MANILA, Philippines -- What pardon?
This was the response of deposed president Joseph Estrada when asked about the status of the pardon talks between him and Palace officials.
"What pardon? I only read those in the newspapers," Estrada said during a chance interview after he visited his ailing mother Dona Mary Ejercito at the San Juan Medical Center Friday.
Estrada said he would continue his battle in court to prove his innocence.
"If possible we will fight up to the Supreme Court," added Estrada, who managed to issue comments despite a court-imposed ban on media interviews.
Earlier in the day, Estrada's lawyer Jose Flaminiano said he would seek permission from the Sandiganbayan to allow Estrada to attend the oral arguments set October 19 for his verdict appeal.
A similar motion will also be filed Monday next week, seeking permission for a three-day pass to allow Estrada to stay with his 102-year-old mother, said Flaminiano.
Interior Secretary Ronaldo Puno, who talked with Estrada about the possibility of a presidential pardon, meanwhile said Malacañang could only grant a clemency once the court decides with finality on Estrada’s guilty verdict.

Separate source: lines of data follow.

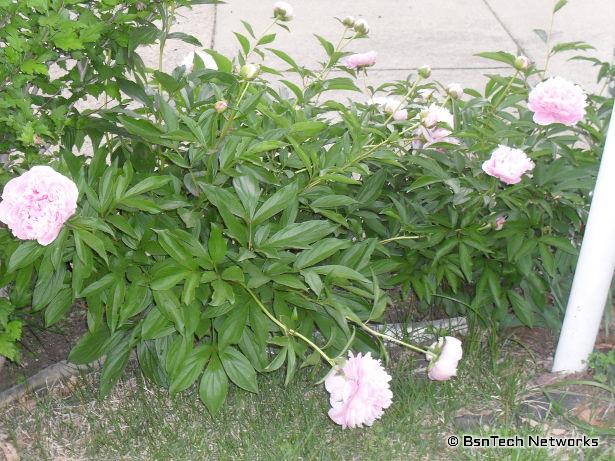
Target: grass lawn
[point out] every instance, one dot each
(138, 421)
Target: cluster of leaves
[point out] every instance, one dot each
(215, 242)
(602, 365)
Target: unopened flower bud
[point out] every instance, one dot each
(249, 71)
(361, 27)
(349, 21)
(522, 62)
(454, 90)
(220, 106)
(425, 71)
(282, 11)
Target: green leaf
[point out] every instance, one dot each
(168, 277)
(232, 328)
(169, 307)
(244, 42)
(216, 245)
(239, 369)
(91, 346)
(307, 129)
(115, 363)
(67, 40)
(191, 39)
(214, 385)
(248, 192)
(333, 201)
(190, 369)
(93, 242)
(24, 255)
(233, 274)
(321, 250)
(465, 261)
(121, 223)
(60, 304)
(559, 5)
(299, 235)
(276, 203)
(99, 285)
(500, 56)
(340, 272)
(148, 184)
(522, 309)
(174, 248)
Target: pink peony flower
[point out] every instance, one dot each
(508, 164)
(447, 353)
(359, 391)
(430, 131)
(499, 222)
(220, 106)
(401, 114)
(557, 101)
(36, 204)
(360, 60)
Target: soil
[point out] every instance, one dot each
(43, 347)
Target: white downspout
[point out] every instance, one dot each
(594, 271)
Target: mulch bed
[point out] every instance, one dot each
(41, 347)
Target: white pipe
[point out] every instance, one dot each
(594, 271)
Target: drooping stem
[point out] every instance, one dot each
(289, 331)
(400, 237)
(406, 96)
(391, 338)
(548, 44)
(505, 91)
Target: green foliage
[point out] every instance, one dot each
(602, 365)
(216, 242)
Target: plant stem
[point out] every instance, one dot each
(406, 96)
(289, 331)
(548, 44)
(505, 91)
(391, 338)
(400, 237)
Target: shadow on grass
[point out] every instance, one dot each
(141, 422)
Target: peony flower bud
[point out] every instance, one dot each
(359, 391)
(349, 21)
(454, 90)
(220, 106)
(360, 60)
(522, 62)
(508, 164)
(425, 71)
(249, 71)
(282, 11)
(447, 353)
(361, 27)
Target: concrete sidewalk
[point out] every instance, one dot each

"We will let them exhaust all legal remedies," Puno told INQUIRER.net.
A week after the September 12 verdict on Estrada was handed down, Puno met the former president for a possibility of a presidential pardon. But the informal negotiation yielded no positive result.
Estrada, a popular movie star who became president in 1998, was ousted by a military-backed people revolt amid allegations of massive corruption. His then vice president Gloria Macapagal-Arroyo took over the post in 2001.